I rarely if _ever_ laugh out loud at anything here, much less something I put 'lol' in.

I used to hate doing it, but nowadays I do it just to lighten the mood. I prefer to do "haha" or something to that effect. But someone will probably think I'm (more) weird (than I already am) if I were to keep doing that, so I just vary between the two.

It'd be nice if I could not do it at all and be comfortable with not having my posts taken the wrong way. Some people's posts are very proper here, and that makes me quite envious, since sometimes I feel in comparison I _should_ be more serious here or something.


----------



## Lisa (Jul 8, 2006)

sometimes


----------



## Nocti (Dec 6, 2011)

lol = I smiled or chuckled 

lmao/rofl = I laughed


----------



## Insane1 (Jul 25, 2011)

I used to type it when I was LOL'ing for real. Now I mostly just type it sarcasticly..


----------



## heyJude (Aug 1, 2009)

Sometimes, but most of the time, if I do say 'lol' I chuckle a bit in my head.


----------



## kosherpiggy (Apr 7, 2010)

if it's capitalized, then usually


----------



## sean88 (Apr 29, 2006)

lol is like, it was funny in my head, and I'll crack a smile - it's definitely not a pity thing, but I'm not literally loling either. If I'm actually laughing I'll be like "OMFG LOL ROFL LMFAO" or something like that.


----------



## Haydsmom2007 (Oct 16, 2009)

If I type "LOL!" then I usually laughed out loud. But if I type "lol" I usually didn't.


----------



## Luka92 (Dec 13, 2011)

''LOL'' annoys me, people overuse it so much. For example, ''This is a good film, but not as great as I thought it would be LOL'' :roll


----------



## Xtraneous (Oct 18, 2011)

not really i just use it in about every other sentence lol


----------



## sarafinanickelbocker (May 16, 2010)

Sometimes I do and sometimes I don't. I don't type it just to be nice though. Sometimes I think something is humorous without laughing. I'm one of those weird people who doesn't really laugh at funny movies and when I do...say out at a movie...it's kinda fake, even though I did think something was funny.


----------



## Hopeful25 (Aug 8, 2011)

Neptunus said:


> Usually.


Same here.

When it's all caps: LOL. I laughed pretty hard at that. If it's lowercase, maybe I did maybe I didn't but I thought it was pretty funny on the inside.

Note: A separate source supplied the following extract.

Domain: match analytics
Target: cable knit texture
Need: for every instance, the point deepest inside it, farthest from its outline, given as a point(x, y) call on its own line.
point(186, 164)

I never type it for no reason though, always when I find something at least kind of funny.


----------



## Nathan Talli (Dec 13, 2010)

Nope. I type it when I found something to be witty, otherwise I don't type anything. When I did actually laugh in real life I do type: rofl. Weird, I know.


----------



## lightsout (Jan 8, 2012)

all-caps generally means so, but I also just add it onto other sentences to make sure it's known I'm not being too serious (...I dunno, I just feel my wording-choices might be interpreted as such sometimes).


----------



## Cheesecake (Feb 2, 2007)

I don't type 'lol'.


----------



## Secretaz (Sep 10, 2011)

I don't really lol in real, not even smile a little bit.


----------



## kanra (Nov 27, 2011)

Sometimes "XD" for politeness, "lol" for laughing inwardly, "LOL" for chuckling, and "lmao" for laughing out loud. :lol I guess lol lost its real meaning for me, lol


----------



## Jinxx (May 10, 2011)

Sometimes I do. Sometimes I don't. Usually its something I type when I don't know what else to say. I have noticed this though... When I'm actually laughing, I type LMAO instead to express more laughter.


----------



## SapphireMeadow (Feb 8, 2011)

It really depends, if I'm alone or something is just really funny I will laugh out loud but most of the time I just chuckle and type LOL


----------